SMR hard drives

Last Updated on March 20, 2023 by Dave Farquhar

Western Digital found itself in a dustup in the summer of 2020 because it shipped shingled media recording (SMR) hard drives as RAID and NAS drives. What is shingled media recording? What are SMR hard drives? And why should you avoid it in RAID? And should you avoid it in general use too?

Shingled media recording, or SMR, takes advantage of a quirk in the way drives write versus read that allows tracks to overlap, like shingles on a house. This increases storage and decreases cost, but decreases performance. Non-sequential writes, also known as random writes, suffer in performance greatly.

How shingled media recording (SMR) works

what is shingled media recording
Shingled Media Recording, or SMR hard drives overlap your data, which saves you money but hurts performance if you save and re-save files frequently.

Reading data takes less space than writing data, at least on a hard drive. This allows SMR drives to overlap tracks slightly, packing data in more tightly. This allows for very high-capacity, cheap drives. And when you read data, there’s no impact to performance.

The problem is there is impact to write performance. When you write to a track, you have to rewrite the overlapping track too. This cuts write speeds in half. More than half, since you have to account for seek time. It’s just like on a roof. When you replace a shingle, you have to replace the one overlapping it too. You never fix just one.

When you write to one area of the disk followed by another, performance drops even more due to the seek times coupled with the double-write penalty.

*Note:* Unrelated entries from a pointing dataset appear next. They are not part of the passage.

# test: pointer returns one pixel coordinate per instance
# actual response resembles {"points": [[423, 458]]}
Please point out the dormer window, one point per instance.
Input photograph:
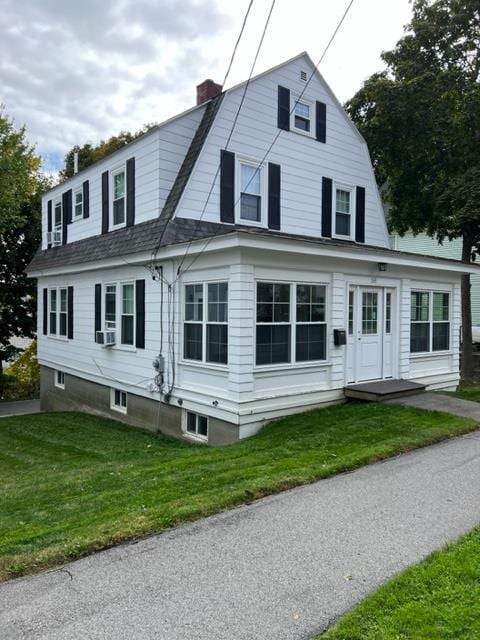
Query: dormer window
{"points": [[251, 179], [118, 205]]}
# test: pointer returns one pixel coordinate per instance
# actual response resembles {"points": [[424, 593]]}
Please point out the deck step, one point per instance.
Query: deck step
{"points": [[383, 390]]}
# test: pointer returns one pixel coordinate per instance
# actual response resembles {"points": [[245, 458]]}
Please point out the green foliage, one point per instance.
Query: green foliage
{"points": [[23, 376], [74, 483], [20, 211], [90, 153], [421, 120], [438, 599]]}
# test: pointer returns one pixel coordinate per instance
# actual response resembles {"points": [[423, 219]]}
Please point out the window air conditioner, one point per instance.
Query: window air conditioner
{"points": [[105, 338]]}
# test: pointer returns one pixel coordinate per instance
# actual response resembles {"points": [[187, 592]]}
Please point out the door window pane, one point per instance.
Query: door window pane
{"points": [[369, 312]]}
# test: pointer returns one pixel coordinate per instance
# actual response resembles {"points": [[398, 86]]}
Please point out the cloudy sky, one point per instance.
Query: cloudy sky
{"points": [[76, 71]]}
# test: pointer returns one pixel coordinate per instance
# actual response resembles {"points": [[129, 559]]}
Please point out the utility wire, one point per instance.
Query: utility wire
{"points": [[227, 73], [208, 240], [212, 186]]}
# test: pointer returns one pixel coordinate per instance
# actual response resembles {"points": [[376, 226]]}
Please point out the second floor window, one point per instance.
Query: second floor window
{"points": [[58, 312], [250, 193], [343, 213], [118, 198]]}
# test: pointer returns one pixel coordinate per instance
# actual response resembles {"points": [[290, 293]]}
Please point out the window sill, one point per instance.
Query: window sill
{"points": [[119, 410], [314, 364], [431, 354], [205, 365], [195, 437]]}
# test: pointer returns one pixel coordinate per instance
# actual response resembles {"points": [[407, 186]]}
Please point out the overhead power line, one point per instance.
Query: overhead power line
{"points": [[245, 89], [257, 169]]}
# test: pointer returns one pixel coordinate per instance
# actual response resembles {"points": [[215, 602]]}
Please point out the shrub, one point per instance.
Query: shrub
{"points": [[21, 380]]}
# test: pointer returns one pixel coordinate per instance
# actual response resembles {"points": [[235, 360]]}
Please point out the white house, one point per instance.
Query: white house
{"points": [[193, 283]]}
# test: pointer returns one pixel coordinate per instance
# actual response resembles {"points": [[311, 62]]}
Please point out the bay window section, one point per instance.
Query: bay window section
{"points": [[311, 327], [273, 334], [193, 325], [217, 325], [128, 314], [429, 321], [205, 333]]}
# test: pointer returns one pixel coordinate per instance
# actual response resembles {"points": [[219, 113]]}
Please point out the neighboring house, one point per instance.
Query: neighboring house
{"points": [[451, 249], [243, 299]]}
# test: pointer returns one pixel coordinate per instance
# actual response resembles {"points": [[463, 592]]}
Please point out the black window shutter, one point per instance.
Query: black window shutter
{"points": [[49, 220], [45, 311], [70, 313], [321, 122], [326, 207], [98, 309], [227, 186], [86, 199], [360, 215], [140, 314], [66, 214], [105, 202], [273, 196], [283, 113], [130, 192]]}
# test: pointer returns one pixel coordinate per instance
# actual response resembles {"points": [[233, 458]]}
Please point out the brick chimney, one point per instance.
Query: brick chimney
{"points": [[206, 90]]}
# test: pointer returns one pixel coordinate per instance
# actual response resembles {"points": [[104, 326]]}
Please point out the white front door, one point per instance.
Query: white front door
{"points": [[370, 334]]}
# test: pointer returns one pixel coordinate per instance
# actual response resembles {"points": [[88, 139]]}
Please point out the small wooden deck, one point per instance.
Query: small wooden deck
{"points": [[383, 390]]}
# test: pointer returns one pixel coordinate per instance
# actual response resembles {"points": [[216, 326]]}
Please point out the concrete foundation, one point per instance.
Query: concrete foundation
{"points": [[90, 397]]}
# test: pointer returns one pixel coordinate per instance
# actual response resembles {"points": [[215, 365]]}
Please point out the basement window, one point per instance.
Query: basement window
{"points": [[118, 400], [196, 425]]}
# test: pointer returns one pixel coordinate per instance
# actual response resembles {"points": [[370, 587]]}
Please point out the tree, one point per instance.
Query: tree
{"points": [[20, 186], [89, 153], [421, 119]]}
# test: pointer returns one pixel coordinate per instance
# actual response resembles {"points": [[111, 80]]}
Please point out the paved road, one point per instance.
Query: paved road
{"points": [[281, 568], [19, 408]]}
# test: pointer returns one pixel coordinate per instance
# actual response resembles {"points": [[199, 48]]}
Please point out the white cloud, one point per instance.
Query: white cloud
{"points": [[80, 71]]}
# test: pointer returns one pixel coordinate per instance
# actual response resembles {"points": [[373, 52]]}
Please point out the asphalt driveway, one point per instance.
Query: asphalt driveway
{"points": [[281, 568]]}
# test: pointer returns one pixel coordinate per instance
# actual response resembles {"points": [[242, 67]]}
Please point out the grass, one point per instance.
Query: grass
{"points": [[467, 391], [438, 599], [72, 483]]}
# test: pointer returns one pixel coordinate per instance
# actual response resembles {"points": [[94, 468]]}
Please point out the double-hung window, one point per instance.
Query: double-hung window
{"points": [[205, 332], [120, 311], [78, 204], [311, 326], [110, 307], [430, 321], [273, 323], [128, 313], [302, 117], [58, 312], [250, 193], [343, 212], [118, 205]]}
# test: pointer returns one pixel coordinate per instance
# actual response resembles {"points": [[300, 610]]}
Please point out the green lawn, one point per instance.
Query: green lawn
{"points": [[467, 391], [71, 483], [438, 599]]}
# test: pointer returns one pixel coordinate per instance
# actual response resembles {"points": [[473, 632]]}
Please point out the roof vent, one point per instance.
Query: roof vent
{"points": [[207, 90]]}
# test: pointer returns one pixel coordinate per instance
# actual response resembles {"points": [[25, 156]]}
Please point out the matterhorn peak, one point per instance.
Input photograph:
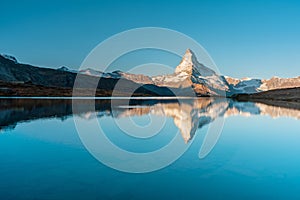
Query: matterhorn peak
{"points": [[189, 64]]}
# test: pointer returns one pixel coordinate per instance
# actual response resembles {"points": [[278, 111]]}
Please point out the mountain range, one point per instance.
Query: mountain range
{"points": [[190, 78]]}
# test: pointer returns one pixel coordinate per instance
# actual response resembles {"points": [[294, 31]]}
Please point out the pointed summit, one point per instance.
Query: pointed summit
{"points": [[189, 64]]}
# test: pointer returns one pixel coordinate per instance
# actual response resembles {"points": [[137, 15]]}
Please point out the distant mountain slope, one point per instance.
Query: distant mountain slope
{"points": [[252, 85], [190, 78]]}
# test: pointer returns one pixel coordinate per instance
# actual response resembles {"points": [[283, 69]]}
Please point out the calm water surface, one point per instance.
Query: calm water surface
{"points": [[256, 155]]}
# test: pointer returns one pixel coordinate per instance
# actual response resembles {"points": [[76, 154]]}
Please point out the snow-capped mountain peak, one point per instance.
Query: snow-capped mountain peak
{"points": [[190, 65]]}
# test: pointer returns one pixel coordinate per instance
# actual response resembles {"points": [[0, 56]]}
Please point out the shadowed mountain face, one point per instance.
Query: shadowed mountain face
{"points": [[190, 78], [188, 114]]}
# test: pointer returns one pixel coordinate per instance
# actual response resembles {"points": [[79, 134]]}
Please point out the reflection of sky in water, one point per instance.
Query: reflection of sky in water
{"points": [[255, 157]]}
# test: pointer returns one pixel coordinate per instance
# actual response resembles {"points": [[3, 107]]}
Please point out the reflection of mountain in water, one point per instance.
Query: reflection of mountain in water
{"points": [[188, 114]]}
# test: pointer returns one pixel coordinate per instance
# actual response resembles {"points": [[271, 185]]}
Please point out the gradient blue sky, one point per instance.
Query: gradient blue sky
{"points": [[255, 38]]}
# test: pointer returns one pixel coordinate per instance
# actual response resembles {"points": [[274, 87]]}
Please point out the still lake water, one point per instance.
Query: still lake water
{"points": [[255, 155]]}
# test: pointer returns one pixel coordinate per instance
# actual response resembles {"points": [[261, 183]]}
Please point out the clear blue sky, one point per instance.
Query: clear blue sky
{"points": [[255, 38]]}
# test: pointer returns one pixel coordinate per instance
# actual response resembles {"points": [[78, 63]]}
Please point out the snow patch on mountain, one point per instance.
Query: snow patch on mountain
{"points": [[9, 57]]}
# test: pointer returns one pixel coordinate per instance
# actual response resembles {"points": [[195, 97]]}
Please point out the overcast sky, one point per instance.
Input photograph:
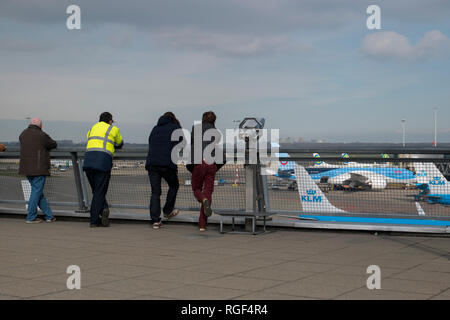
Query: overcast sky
{"points": [[311, 68]]}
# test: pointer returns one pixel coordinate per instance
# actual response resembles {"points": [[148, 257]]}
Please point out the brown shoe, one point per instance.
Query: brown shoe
{"points": [[172, 214], [207, 207], [36, 220]]}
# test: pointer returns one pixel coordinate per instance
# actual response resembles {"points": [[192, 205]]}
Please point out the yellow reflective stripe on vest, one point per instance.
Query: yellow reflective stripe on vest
{"points": [[102, 144], [106, 137]]}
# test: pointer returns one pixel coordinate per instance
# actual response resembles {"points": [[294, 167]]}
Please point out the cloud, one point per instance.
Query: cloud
{"points": [[392, 45], [229, 44], [23, 45]]}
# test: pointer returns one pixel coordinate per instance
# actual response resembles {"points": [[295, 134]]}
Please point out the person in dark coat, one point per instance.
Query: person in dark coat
{"points": [[204, 166], [35, 146], [160, 166]]}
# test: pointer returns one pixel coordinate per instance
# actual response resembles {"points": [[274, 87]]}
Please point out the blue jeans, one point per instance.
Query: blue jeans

That makes SMR hard drives a liability in RAID and NAS applications because RAID and NAS will rewrite files from time to time to rebalance the data. It also makes them a poor choice as a general purpose drive, such as your computer’s C drive.

When to use shingled media recording (SMR) drives

SMR drives provide adequate performance for data you read frequently but rarely change, such as your music or movie collection. Write performance in that case isn’t a big deal, since you’ll just copy the data to the drive once and probably never erase a file. Copying the data to the drive will take longer than on a conventional drive, but you’ll do that once, then use the drive for years. And you’ll read the data back much more frequently than you copy files to it. The caveat is that at least one data recovery firm, Secure Data Recovery, believes SMR hard drives are less reliable than conventional drives. While they didn’t provide statistics, they observed that SMR causes more stress and wear on platters, heads, and actuator arms, leading to earlier failure.

And for general use, such as using storing your operating system and software you run, SMR drives perform very poorly. If you intend to use your drive for running programs, or writing data that might ever change, avoid SMR drives. Buy an SSD instead. Or buy a conventional hard drive that doesn’t use SMR, also known as a CMR hard drive. Use the SSD or the CMR drive to store your operating system, apps, and any data that you change frequently. Your system will perform much better.

Keep in mind that even though Western Digital‘s name is arguably more closely associated with SMR because it lost a class action lawsuit, Seagate and Toshiba also produce SMR drives. It was Seagate who produced the first SMR drives to hit the market in 2013.